Crowther had explored the Mammoth Cave in the early 1970s, and created a vector map based on surveys of parts of the real cave, but the text game is a completely separate entity, created during the 1975-76 academic year and featuring fantasy elements such as an axe-throwing dwarf and a magic bridge.
The version that is best known today was the result of a collaboration with Don Woods, a graduate student who discovered the game on a computer at Stanford University and made significant expansions and improvements, with Crowther's blessing. A big fan of Tolkien, he introduced additional fantasy elements, such as elves and a troll.

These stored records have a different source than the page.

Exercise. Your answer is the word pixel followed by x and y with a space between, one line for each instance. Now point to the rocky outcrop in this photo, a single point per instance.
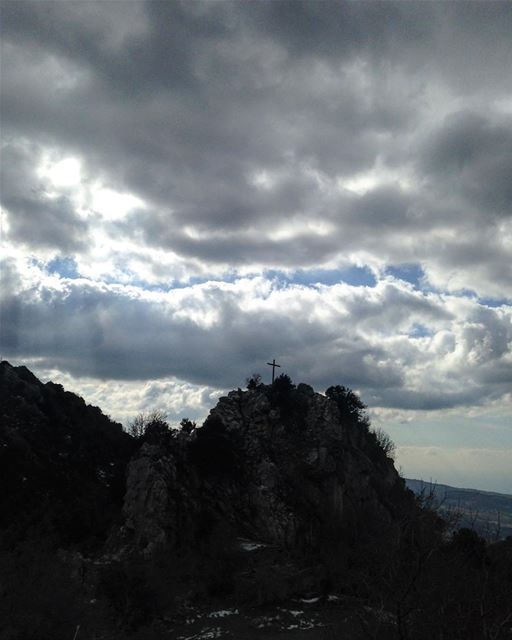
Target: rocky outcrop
pixel 62 462
pixel 279 467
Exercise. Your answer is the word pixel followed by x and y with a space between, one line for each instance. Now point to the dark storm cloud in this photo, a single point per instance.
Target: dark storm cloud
pixel 473 154
pixel 218 333
pixel 184 104
pixel 265 135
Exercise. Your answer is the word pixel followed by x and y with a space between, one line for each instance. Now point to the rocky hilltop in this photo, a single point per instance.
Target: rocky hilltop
pixel 283 512
pixel 278 465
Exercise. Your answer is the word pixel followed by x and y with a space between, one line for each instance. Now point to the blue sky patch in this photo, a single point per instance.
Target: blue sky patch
pixel 65 267
pixel 353 275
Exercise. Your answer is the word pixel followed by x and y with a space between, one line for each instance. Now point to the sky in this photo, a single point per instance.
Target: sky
pixel 190 189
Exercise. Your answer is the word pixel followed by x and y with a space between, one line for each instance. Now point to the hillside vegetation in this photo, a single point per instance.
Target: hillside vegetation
pixel 282 516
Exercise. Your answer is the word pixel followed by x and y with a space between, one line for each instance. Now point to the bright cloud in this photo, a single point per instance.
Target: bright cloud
pixel 197 188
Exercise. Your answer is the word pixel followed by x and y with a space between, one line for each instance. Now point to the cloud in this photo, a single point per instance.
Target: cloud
pixel 35 216
pixel 217 333
pixel 243 130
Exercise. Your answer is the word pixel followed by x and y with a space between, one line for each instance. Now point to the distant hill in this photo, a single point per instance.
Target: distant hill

When Roberta Williams and her husband Ken discovered the game, and were subsequently unable to find anything similar, they were inspired to create their own software house, founding On-Line Software (later Sierra Online, and then Sierra Entertainment), which created the first graphical adventure game (Mystery House), and quickly became a dominant player in the entertainment software market for the next two decades, creating successful adventures such as King's Quest, Space Quest, and Leisure Suit Larry.